For differentiable functions, the quantity $f(x + \Delta x)$ can be estimated by using a linearization of the function at $x$. This is a little bit better than saying that $f(x + \Delta x)$ is about the same as $f(x)$, which is true for small $x$. Using the linearization to estimate a function at $f(x+\Delta x)$ provides a slightly better accuracy.
This is the difference between saying $f(x+\Delta x) \approx f(x)$ (constant estimation) vs $f(x+\Delta x) \approx f(x) + f'(x) \Delta x$ (linear estimation).

For instance we can estimate the square root of $17$ by using the linearization of $f(x) = \sqrt{x}$ at $x=16$. Note that $f(16)=4$ and $f'(x) = \frac{1}{2\sqrt{x}}$ so that $f'(16) = \frac{1}{8}$. Thus $f(17) = f(16 + 1) \approx f(16) + \frac18 \cdot 1 = 4.125$.

When a function is differentiable we have, $$f(x+\Delta x) = f(x) + \xi \cdot \Delta x + \text{junk}$$ for some $\xi$ and where the junk term becomes very small (read: negligible) when $\Delta x$ is small.

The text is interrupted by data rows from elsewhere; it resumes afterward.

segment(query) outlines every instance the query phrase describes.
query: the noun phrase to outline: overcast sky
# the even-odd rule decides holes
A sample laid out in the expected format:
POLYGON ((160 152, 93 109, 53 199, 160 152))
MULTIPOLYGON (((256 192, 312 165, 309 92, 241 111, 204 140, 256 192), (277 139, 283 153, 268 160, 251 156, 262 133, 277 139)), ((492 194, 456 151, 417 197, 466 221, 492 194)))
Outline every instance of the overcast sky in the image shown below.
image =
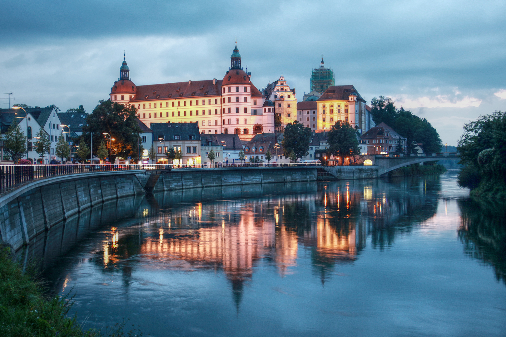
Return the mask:
POLYGON ((282 73, 301 100, 323 54, 336 85, 355 85, 368 102, 392 97, 427 118, 443 143, 456 145, 470 120, 506 110, 504 0, 0 0, 0 90, 14 103, 91 112, 108 98, 123 52, 138 85, 223 78, 236 34, 259 89, 282 73))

In fact if we write $\text{junk} = o(\Delta x)$ we have $o(\Delta x)/\Delta x \to 0$ as $\Delta x \to 0$.
In fact, if we write $$f'(x) = \lim_{\Delta x \to 0} \frac{f(x+\Delta x) - f(x)}{\Delta x} = \lim_{\Delta x \to 0} \frac{(f(x) + \xi \Delta x + \text{junk}) - f(x)}{\Delta x} = \lim_{\Delta x \to 0} \left( \xi + \frac{o(\Delta x)}{\Delta x}\right) = \xi.$$
Thus $f'(x) = \xi$ and $f(x+\Delta x) = f(x) + f'(x) \Delta x + o(\Delta x).$

Example:
Consider $f(x) = x^2 + 2x + 1$. Then $f(x + \Delta x) = (x+\Delta x)^2 + 2(x + \Delta x) + 1$.

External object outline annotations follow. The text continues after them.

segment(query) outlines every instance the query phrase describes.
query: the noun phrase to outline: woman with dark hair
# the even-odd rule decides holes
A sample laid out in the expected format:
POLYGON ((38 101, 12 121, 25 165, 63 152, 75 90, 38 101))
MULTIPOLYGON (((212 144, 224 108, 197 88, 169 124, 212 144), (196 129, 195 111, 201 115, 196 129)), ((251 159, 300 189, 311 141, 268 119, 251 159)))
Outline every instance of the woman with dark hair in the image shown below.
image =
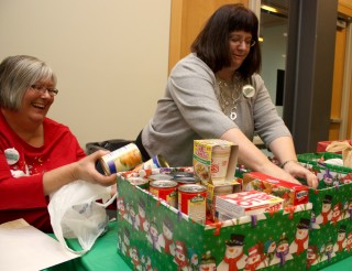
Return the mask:
POLYGON ((172 166, 191 165, 194 140, 223 139, 239 145, 239 162, 248 169, 317 186, 317 177, 297 163, 292 134, 257 74, 257 33, 256 15, 242 4, 226 4, 210 17, 138 137, 144 160, 162 154, 172 166), (253 144, 255 132, 280 166, 253 144))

Using the binomial theorem (or FOIL) we have $$f(x + \Delta x) = x^2 + 2\Delta x \cdot x + \Delta x^2 + 2x + 2\Delta x + 1.$$
Collecting terms we find:
$$f(x + \Delta x) = (x^2 + 2x + 1) + (2 x + 2)\Delta x + \Delta x^2.$$
Recall that $f'(x) = 2x + 2$. Thus we have
$$f(x + \Delta x) = f(x) + f'(x) \Delta x + \Delta x^2.$$
Now notice that our junk term is $o(\Delta x) = \Delta x^2$, and $o(\Delta x)/\Delta x = \Delta x \to 0$ as $\Delta x \to 0$.
A: This is not true. I think you meant to ask if $$\lim_{\Delta x \to 0} f(x+\Delta x) = f(x).$$
The equation above is the definition of continuity at $x$. This means that if the above equation is true for some value of $x$, then the function is continuous at $x$.
For example, $f(x) = 3x+2$. This is a line (which is continuous). Notice $\lim_{\Delta x\to 0} f(x+\Delta x) = \lim_{\Delta x \to 0} 3x+3\Delta x + 2 = 3x +2$.
However, for the function $$f(x) = \begin{cases}1 & \text{ if } x \geq 0\\0&\text{ if } x< 0\end{cases},$$ it is not true that $\lim_{\Delta x\to 0} f(0+\Delta x) = f(0)$ (because the limit from the left is 0, not 1).